Ficar evidente também na legislação,
a proibição da exigência de testes compulsórios de sorologia para o HIV, como
condição obrigatória de internamento hospitalar, pré-operatório, assim como nos
indivíduos recolhidos em estabelecimentos penitenciários, ou de internação,
antes de serem recolhidos. Isto não tem nenhum subsídio técnico ou científico,
nem ajudaria em nada esse problema, a não ser fomentar a discriminação e a
intolerância.
Finalmente, é necessário que se
estipulem em lei especial as determinações da Resolução nº 1.401/93, do
Conselho Federal de Medicina, nas quais ficam obrigadas as empresas de
seguro-saúde, de medicina de grupo ou as cooperativas médicas, prestadoras
direta ou indiretamente de assistência médico-hospitalar, ao atendimento de
todas as enfermidades relacionadas no Código Internacional de Doenças da
Organização Mundial da Saúde, não podendo impor restrições, quantitativas ou de
qualquer natureza.
Conclusão
Se
quisermos efetivamente lutar e vencer esse mal, devemos, em primeiro lugar, não
procurar explicações absurdas para justificar nossa indiferença e as nossas
limitações. Depois, ficar ao lado dos que estão sendo vitimados pelo flagelo da
AIDS, neste instante tão amargo da história da humanidade. Toda vez que
discriminamos as vitimas, fortalecemos mais e mais este mal.

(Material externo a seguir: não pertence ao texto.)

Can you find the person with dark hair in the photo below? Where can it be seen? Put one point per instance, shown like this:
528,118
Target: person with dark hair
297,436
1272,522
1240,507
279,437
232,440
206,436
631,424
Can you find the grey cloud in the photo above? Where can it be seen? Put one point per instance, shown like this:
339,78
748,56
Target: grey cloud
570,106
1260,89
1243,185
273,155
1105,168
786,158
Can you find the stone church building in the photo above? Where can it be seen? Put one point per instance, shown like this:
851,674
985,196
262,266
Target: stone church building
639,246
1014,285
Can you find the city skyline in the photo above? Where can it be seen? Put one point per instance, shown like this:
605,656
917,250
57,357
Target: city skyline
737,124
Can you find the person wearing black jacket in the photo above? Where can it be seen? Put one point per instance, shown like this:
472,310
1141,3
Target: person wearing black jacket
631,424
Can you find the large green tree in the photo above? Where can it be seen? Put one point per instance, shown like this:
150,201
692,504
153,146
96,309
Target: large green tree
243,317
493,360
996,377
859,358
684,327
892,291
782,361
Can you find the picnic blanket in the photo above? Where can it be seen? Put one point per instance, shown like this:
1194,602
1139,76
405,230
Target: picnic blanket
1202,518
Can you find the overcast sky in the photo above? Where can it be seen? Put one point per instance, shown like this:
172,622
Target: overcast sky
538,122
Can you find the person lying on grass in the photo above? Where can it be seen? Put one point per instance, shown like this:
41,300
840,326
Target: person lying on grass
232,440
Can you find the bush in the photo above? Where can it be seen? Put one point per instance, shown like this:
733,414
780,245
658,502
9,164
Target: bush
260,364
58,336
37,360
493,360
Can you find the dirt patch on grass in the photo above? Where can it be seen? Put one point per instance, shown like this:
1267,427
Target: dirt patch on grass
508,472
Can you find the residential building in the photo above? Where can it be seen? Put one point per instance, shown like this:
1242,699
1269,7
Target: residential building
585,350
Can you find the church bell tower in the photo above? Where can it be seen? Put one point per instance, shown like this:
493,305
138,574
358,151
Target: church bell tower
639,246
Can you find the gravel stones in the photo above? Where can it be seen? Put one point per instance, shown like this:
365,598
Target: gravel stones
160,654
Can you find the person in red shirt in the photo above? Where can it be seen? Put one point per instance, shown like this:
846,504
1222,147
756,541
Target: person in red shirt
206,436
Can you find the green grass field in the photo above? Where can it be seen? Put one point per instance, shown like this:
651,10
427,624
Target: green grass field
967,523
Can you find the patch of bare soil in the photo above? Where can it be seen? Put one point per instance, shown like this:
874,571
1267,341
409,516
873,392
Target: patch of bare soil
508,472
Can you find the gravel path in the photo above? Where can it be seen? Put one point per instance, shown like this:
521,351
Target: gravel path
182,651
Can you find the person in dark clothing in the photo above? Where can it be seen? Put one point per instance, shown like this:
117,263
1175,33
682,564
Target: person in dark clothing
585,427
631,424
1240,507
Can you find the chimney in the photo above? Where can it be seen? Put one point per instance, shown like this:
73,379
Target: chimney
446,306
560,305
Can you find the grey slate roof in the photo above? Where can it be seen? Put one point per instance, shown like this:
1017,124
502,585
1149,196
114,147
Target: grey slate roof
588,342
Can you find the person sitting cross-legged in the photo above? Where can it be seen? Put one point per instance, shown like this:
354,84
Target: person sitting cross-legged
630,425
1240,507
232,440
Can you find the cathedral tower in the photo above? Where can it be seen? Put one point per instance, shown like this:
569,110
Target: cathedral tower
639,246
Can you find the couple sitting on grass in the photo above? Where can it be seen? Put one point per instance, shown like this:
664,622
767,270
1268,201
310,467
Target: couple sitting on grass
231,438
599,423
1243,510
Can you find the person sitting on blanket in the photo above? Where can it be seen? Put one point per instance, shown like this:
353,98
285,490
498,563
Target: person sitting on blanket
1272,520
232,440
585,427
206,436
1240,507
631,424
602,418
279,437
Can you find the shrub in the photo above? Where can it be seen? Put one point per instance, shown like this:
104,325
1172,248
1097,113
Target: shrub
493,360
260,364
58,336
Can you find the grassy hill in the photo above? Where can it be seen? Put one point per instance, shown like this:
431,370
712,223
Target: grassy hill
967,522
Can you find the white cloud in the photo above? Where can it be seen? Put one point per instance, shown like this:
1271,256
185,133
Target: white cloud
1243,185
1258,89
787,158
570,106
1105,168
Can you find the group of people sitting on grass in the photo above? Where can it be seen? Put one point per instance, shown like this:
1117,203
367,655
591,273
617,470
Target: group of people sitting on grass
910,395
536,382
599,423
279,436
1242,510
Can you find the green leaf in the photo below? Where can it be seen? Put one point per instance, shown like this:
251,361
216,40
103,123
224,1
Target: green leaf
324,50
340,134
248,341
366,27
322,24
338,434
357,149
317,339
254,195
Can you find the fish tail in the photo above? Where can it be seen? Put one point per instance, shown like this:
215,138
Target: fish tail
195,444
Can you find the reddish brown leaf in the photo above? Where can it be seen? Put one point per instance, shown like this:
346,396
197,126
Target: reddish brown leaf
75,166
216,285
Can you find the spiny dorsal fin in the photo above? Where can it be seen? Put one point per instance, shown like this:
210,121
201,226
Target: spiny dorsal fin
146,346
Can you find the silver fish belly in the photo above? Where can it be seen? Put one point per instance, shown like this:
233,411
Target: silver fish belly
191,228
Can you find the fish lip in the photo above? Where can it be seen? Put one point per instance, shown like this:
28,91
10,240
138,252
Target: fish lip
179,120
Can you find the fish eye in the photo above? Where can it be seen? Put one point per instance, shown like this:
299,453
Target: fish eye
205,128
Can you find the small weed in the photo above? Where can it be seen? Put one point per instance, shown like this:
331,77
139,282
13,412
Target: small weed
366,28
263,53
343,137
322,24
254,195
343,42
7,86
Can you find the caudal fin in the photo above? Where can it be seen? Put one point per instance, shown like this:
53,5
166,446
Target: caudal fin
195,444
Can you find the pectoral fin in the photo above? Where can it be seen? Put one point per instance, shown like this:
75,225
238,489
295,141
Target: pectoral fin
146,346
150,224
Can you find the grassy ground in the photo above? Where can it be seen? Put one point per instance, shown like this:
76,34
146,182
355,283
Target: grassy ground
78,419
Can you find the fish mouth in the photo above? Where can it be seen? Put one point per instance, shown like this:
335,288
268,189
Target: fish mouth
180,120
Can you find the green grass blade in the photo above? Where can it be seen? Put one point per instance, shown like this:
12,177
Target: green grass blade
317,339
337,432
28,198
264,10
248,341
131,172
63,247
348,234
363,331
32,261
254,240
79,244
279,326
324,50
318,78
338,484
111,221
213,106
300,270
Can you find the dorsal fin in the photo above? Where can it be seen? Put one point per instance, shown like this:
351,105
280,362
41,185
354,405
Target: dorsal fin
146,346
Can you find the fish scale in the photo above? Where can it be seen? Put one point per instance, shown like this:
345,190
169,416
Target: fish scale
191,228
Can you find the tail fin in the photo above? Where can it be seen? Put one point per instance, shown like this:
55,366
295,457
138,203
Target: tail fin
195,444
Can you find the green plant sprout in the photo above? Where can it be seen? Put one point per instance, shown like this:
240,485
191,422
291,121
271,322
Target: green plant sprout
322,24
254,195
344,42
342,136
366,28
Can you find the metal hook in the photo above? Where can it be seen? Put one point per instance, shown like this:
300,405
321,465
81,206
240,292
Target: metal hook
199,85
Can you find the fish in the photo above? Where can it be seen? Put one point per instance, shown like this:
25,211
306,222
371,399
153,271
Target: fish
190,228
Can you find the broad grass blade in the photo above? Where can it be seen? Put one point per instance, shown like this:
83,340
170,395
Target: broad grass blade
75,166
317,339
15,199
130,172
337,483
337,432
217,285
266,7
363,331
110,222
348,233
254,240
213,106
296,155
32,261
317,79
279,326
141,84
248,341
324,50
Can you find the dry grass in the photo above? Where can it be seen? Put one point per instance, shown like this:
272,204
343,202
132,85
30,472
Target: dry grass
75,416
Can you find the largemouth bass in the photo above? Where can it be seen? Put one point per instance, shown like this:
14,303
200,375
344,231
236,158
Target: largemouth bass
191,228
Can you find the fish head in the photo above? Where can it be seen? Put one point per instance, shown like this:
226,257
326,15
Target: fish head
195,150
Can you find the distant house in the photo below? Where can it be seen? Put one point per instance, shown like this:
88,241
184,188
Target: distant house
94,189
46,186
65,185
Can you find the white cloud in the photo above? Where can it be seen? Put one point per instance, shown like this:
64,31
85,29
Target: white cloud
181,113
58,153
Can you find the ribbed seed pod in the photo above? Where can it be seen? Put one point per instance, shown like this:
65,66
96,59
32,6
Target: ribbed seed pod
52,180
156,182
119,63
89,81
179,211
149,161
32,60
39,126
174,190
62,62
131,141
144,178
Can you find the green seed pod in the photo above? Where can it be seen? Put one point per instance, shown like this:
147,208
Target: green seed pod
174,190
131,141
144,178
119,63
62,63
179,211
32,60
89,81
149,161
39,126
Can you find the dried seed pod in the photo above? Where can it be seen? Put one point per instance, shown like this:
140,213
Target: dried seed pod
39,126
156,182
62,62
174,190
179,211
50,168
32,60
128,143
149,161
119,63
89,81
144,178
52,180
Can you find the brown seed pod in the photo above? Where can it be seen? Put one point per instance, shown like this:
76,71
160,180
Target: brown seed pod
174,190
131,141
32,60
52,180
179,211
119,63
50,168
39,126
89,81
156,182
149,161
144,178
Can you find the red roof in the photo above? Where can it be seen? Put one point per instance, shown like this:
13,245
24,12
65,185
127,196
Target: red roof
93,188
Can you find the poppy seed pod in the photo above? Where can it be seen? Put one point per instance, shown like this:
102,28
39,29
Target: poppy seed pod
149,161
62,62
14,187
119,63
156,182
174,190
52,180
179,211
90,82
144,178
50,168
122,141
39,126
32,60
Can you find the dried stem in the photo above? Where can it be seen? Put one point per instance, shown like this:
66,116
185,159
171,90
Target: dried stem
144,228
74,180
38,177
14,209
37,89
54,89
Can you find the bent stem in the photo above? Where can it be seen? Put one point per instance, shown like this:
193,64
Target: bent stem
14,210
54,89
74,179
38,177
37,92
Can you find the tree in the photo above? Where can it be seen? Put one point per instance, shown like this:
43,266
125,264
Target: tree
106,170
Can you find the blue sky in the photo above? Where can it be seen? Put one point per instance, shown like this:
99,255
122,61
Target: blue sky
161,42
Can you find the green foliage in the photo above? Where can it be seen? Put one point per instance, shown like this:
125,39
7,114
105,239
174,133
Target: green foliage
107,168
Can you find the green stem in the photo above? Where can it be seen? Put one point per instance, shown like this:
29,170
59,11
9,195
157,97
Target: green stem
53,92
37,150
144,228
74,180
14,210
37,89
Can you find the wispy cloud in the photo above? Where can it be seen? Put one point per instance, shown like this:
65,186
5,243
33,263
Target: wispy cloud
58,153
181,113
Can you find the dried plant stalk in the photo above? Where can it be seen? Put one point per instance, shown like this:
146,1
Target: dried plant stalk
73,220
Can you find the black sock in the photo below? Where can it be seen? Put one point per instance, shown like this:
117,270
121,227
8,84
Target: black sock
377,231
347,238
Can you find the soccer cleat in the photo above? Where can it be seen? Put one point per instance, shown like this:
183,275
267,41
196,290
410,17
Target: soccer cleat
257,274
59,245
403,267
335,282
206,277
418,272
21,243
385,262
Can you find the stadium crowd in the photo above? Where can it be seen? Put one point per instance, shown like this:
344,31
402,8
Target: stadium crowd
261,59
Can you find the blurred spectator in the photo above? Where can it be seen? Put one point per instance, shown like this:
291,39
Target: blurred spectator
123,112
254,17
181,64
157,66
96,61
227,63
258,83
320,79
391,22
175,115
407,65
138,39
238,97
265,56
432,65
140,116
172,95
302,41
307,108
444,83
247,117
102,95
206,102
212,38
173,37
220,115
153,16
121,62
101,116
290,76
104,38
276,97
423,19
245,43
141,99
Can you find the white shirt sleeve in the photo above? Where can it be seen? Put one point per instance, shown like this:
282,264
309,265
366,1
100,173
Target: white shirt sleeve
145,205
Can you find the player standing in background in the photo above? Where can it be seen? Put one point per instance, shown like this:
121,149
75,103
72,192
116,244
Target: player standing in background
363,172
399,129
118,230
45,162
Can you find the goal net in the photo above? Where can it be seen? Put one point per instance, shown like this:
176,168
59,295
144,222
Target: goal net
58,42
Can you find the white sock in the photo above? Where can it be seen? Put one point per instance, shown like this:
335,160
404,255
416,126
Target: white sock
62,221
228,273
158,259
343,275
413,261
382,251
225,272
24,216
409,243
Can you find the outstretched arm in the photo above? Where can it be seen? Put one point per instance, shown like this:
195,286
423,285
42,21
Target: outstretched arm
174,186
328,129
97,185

Mesmo admitindo-se que esta doença
seja, em parte, uma invenção nossa, ninguém pode escamotear a sua gravidade
como entidade epidêmica, que agride o sistema imunológico de forma complexa, de
assustadora rapidez e, até agora, incurável. E quando ela ficar privada de sua
marca discriminadora e escapar de sua fatalidade, certamente a metáfora da AIDS
perderá seu sentido.
Urge, ainda - hoje, mais do que
nunca - exigir do poder público as condições necessárias para tratar esses
doentes com a dignidade que merece a condição humana, e fazer ver à própria
sociedade que a única forma de vencer essa doença é protegendo e amparando os
que estão sendo atingidos. E também denunciar todas as injustiças cometidas,
mitigando as suas dores e compreendendo sua dolorosa solidão na hora do
sofrimento e da morte.
A cura virá, não igualmente para
todos. Mas virá. É apenas uma questão de tempo.
Esta e outras epidemias passarão.
Assim está escrito. O que fica, infelizmente, é o registro da indiferença que o
homem carrega consigo mesmo e da falta de convicção de que seu destino está
inexoravelmente preso ao destino do seu semelhante. Se não, cabe uma mea culpa universal.